The project is an integrated gas utilization project with offshore and onshore operations to monetize gas resources from blocks located offshore of Angola. It has a one-train plant of nominal 5.2 million tonnes per year of LNG production capacity and includes production of NGL (natural gas liquids) and condensate.
Source: Angola LNG
Chevron produced 5,074MCF/D of natural gas in 2012. Production should grow this year with several projects under way including the Angola LNG Project which is expected to ramp-up production soon. In the U.S., prices at Henry Hub averaged $2.71 per MMCF during 2012, compared with about $4.00 during 2011. International natural gas realizations averaged about $6.00 per MMCF during 2012, compared to about $5.40 per MMCF during 2011.
According to the company, total net production of liquids and gas are estimated at 2.65MBOED this year compared to 2.61MBOED produced in 2012 with the objective of reaching 3.3MMBOED by 2017. To accomplish this goal, the company is assuming that the BBL price for the Brent will be at $79/BBL level. Its current producing base will only decrease by 4% annually.
Angola LNG should start producing as expected by Q2 2013. As a matter of fact, the potential of the project is estimated at 125MCF/D of natural gas and it should be available from the date of plant start-up. For the purpose of simplifying calculations, let's assume for this year that total production would be at its full potential for estimation purposes. Chevron's share of production would be about 45.5MCF/D, a growth of 0.9%, for a total increase of 16,607.5MCF annually.
Therefore, according to Chevron's 2012 annual report, this added production would translate in sales on the U.S. market of $123,305 per day.
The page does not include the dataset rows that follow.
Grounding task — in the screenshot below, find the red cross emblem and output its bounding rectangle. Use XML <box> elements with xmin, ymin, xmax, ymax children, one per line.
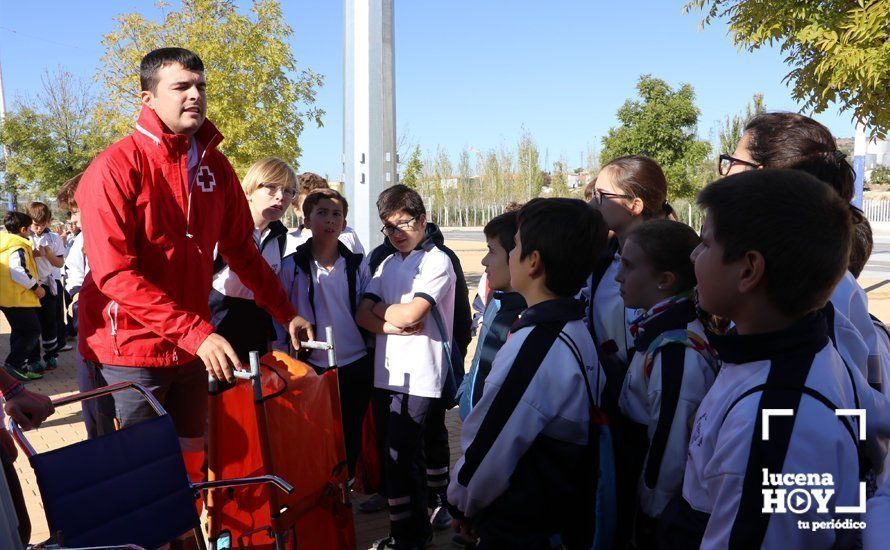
<box><xmin>196</xmin><ymin>166</ymin><xmax>216</xmax><ymax>192</ymax></box>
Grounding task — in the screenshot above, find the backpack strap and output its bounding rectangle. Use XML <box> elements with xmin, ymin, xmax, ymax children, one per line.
<box><xmin>642</xmin><ymin>329</ymin><xmax>720</xmax><ymax>379</ymax></box>
<box><xmin>292</xmin><ymin>240</ymin><xmax>317</xmax><ymax>323</ymax></box>
<box><xmin>338</xmin><ymin>240</ymin><xmax>362</xmax><ymax>315</ymax></box>
<box><xmin>721</xmin><ymin>383</ymin><xmax>858</xmax><ymax>448</ymax></box>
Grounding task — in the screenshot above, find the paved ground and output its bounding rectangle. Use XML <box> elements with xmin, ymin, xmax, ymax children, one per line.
<box><xmin>2</xmin><ymin>228</ymin><xmax>889</xmax><ymax>548</ymax></box>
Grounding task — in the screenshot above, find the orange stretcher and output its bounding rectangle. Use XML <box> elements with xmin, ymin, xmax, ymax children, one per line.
<box><xmin>204</xmin><ymin>329</ymin><xmax>355</xmax><ymax>549</ymax></box>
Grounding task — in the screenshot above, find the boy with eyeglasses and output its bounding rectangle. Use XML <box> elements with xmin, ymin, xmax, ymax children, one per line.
<box><xmin>357</xmin><ymin>184</ymin><xmax>465</xmax><ymax>550</ymax></box>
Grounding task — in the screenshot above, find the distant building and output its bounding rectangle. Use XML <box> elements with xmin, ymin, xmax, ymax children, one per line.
<box><xmin>854</xmin><ymin>124</ymin><xmax>890</xmax><ymax>182</ymax></box>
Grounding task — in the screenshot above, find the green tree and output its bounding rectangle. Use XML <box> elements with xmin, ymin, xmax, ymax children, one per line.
<box><xmin>516</xmin><ymin>131</ymin><xmax>544</xmax><ymax>200</ymax></box>
<box><xmin>0</xmin><ymin>68</ymin><xmax>112</xmax><ymax>199</ymax></box>
<box><xmin>870</xmin><ymin>166</ymin><xmax>890</xmax><ymax>186</ymax></box>
<box><xmin>98</xmin><ymin>0</ymin><xmax>324</xmax><ymax>174</ymax></box>
<box><xmin>550</xmin><ymin>159</ymin><xmax>570</xmax><ymax>197</ymax></box>
<box><xmin>685</xmin><ymin>0</ymin><xmax>890</xmax><ymax>137</ymax></box>
<box><xmin>401</xmin><ymin>145</ymin><xmax>423</xmax><ymax>189</ymax></box>
<box><xmin>718</xmin><ymin>93</ymin><xmax>765</xmax><ymax>155</ymax></box>
<box><xmin>601</xmin><ymin>75</ymin><xmax>711</xmax><ymax>199</ymax></box>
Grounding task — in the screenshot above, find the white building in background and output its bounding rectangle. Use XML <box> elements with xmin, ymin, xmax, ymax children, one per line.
<box><xmin>855</xmin><ymin>124</ymin><xmax>890</xmax><ymax>182</ymax></box>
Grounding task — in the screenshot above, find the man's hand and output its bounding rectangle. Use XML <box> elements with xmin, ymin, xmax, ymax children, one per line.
<box><xmin>34</xmin><ymin>285</ymin><xmax>46</xmax><ymax>299</ymax></box>
<box><xmin>287</xmin><ymin>315</ymin><xmax>315</xmax><ymax>351</ymax></box>
<box><xmin>196</xmin><ymin>333</ymin><xmax>241</xmax><ymax>383</ymax></box>
<box><xmin>4</xmin><ymin>389</ymin><xmax>54</xmax><ymax>430</ymax></box>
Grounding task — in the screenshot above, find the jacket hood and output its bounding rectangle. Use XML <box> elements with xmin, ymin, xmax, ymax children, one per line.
<box><xmin>134</xmin><ymin>105</ymin><xmax>224</xmax><ymax>156</ymax></box>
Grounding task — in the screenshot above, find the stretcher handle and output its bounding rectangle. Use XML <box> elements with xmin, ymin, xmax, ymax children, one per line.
<box><xmin>298</xmin><ymin>326</ymin><xmax>337</xmax><ymax>369</ymax></box>
<box><xmin>193</xmin><ymin>474</ymin><xmax>295</xmax><ymax>494</ymax></box>
<box><xmin>6</xmin><ymin>382</ymin><xmax>165</xmax><ymax>459</ymax></box>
On the international market, it would translate in sales of $273,000 per day. Overall capital and exploratory expenditures in 2012 were at $34.2 billion, from which $2.3 billion was spent in Africa on various offshore development and natural gas projects. For more on Chevron, read the complete analysis here.
According to BP, Angola LNG should commence to ship LNG by the end of May or early June. Angola is Africa's second-biggest oil producer. Angola LNG was originally intended to export to Mississippi, but the shale gas revolution in the U.S. has left the country with surplus gas. The Angolan government has pushed the industry to cooperate on creating more than 311 miles of pipeline infrastructure to take the gas to the new LNG plant where it will be cooled to minus 256 degrees Fahrenheit, allowing it to be transported for sale on giant tankers.
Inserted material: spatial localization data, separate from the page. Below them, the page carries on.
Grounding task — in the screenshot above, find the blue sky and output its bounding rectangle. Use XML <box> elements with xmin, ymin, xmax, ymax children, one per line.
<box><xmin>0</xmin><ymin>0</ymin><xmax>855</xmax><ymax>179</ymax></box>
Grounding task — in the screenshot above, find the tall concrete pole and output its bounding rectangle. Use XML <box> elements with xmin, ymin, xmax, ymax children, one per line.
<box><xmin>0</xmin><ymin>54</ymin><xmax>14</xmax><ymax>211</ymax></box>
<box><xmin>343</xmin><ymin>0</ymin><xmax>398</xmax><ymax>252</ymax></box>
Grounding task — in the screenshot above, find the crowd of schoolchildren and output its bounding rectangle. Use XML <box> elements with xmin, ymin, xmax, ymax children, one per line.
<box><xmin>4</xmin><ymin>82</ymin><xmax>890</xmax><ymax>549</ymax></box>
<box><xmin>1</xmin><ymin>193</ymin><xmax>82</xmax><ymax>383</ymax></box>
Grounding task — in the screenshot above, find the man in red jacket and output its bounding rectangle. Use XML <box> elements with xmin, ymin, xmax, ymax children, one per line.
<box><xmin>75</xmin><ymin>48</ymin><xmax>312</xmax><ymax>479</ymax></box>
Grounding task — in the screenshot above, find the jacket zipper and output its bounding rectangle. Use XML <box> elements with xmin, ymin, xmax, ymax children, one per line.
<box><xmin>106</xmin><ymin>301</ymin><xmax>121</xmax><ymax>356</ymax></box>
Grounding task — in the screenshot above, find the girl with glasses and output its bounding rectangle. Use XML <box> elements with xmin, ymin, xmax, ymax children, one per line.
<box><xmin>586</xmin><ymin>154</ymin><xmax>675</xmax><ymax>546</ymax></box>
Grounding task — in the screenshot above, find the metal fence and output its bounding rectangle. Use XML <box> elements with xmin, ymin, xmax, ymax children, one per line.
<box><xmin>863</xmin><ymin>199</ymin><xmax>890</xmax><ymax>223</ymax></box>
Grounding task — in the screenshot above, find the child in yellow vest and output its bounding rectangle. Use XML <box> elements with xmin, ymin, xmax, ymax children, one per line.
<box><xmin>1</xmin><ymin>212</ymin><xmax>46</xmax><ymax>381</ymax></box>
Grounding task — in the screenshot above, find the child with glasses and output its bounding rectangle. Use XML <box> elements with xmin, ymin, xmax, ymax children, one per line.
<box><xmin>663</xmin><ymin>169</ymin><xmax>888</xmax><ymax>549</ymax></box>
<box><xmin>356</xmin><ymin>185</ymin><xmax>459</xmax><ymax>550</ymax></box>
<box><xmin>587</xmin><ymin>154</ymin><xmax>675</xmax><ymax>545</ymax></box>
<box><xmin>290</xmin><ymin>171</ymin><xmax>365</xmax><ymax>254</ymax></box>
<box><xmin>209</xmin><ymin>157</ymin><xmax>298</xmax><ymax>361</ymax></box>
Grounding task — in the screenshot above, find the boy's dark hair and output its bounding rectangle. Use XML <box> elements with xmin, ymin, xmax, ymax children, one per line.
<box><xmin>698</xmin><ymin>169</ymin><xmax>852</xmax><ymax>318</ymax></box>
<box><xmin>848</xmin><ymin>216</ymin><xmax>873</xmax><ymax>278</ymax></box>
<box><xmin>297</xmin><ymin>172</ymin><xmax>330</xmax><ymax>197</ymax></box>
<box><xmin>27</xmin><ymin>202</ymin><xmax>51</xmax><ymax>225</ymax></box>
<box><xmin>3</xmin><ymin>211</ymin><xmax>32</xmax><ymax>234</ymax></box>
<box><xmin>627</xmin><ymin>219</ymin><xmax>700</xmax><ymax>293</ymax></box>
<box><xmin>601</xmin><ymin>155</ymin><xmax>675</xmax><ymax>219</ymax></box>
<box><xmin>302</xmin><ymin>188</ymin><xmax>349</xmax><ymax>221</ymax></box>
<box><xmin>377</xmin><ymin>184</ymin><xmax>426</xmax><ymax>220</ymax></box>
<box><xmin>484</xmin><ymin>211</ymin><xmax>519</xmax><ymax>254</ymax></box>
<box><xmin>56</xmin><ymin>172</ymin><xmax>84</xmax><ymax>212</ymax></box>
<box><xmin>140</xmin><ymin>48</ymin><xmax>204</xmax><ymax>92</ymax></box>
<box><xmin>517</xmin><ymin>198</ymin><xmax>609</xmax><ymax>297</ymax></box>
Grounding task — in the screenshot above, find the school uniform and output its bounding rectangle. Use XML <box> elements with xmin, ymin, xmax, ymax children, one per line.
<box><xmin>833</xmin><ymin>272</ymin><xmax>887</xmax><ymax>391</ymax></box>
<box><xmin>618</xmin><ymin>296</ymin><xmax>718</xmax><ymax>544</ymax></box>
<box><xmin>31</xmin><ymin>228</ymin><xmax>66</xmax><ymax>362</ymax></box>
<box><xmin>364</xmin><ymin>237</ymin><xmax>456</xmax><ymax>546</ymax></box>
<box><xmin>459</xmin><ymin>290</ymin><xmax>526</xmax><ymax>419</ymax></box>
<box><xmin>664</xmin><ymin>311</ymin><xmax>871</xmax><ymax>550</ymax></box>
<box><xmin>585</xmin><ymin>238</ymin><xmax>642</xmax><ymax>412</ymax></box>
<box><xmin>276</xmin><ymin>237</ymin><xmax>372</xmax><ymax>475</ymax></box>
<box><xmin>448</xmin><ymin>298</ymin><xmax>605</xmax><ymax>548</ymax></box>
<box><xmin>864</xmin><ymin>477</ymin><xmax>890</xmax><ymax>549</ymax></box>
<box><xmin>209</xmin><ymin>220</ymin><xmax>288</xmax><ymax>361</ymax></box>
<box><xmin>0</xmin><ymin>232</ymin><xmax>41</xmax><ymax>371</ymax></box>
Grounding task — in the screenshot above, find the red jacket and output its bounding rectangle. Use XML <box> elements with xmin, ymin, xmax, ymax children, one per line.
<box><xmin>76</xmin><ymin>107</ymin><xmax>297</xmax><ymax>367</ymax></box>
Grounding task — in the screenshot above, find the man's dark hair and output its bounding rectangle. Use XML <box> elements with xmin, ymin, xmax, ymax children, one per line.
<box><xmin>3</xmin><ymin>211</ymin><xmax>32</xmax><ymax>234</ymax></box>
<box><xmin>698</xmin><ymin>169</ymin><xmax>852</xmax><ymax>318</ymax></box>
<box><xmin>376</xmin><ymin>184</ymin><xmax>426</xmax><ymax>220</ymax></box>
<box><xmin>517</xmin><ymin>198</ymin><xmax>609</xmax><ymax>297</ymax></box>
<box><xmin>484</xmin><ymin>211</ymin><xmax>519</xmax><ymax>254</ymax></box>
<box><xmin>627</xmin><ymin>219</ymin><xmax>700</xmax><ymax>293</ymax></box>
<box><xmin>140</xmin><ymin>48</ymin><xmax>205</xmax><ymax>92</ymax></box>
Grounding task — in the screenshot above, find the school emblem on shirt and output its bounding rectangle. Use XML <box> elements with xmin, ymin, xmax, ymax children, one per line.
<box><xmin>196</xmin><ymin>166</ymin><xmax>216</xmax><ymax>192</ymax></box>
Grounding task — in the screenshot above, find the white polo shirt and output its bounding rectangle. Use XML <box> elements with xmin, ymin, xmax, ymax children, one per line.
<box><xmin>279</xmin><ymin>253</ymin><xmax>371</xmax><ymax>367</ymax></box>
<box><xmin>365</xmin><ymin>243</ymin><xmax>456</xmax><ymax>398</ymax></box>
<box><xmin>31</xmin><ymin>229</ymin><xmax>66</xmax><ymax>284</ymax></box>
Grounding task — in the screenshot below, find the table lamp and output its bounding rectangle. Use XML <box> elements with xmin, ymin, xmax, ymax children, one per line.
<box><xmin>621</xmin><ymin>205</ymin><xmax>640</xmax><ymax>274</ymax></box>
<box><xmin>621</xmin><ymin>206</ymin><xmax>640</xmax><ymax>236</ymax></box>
BP said that LNG from Angola is targeted to be sold in Europe and Asian markets because of its much higher prices. Angola LNG should ship more than 70 cargoes a year. With Angola LNG up and running, BP would add 17MCF/D to its 6.6BCF/D of natural gas produced in 2012, a 0.26% increase. Thus, on the U.S. market, this added production would translate in sales of about $46,070 per day while it would represents added sales of $102,000 per day on the international market. 2012 overall capital expenditure totaled $17.9 billion.
Angola LNG proved reserves are over 10 trillion cubic feet of gas and are expected to rise as oil and gas operations increase. New projects such as BP's giant PSVM floating production, storage and offloading vessel, which began oil production last December, will also be hooked up to the LNG plant. BP and Chevron are about to see the return on its investment. Angola LNG Project seems ready to make Angola's proud.
In conclusion, BP and Chevron are well positioned to benefit from the worldwide increasing demand for LNG with projects like the Angola LNG. As a matter of fact, these two giants producers, well renowned for producing crude oil and other petroleum products, are more involved in the natural gas production business by investing more heavily in LNG export terminals for the purpose of moving that cheaper commodity to Europe and Asian markets where the price of natural gas is much more expensive. Investors looking for a long position in a solid oil and gas producer, whether it is BP or Chevron, should act quickly. Securing shares of these players would eventually translate in an increased value of the shares. However, it would be wise to do so before Angola LNG's Terminal starts producing and exporting LNG.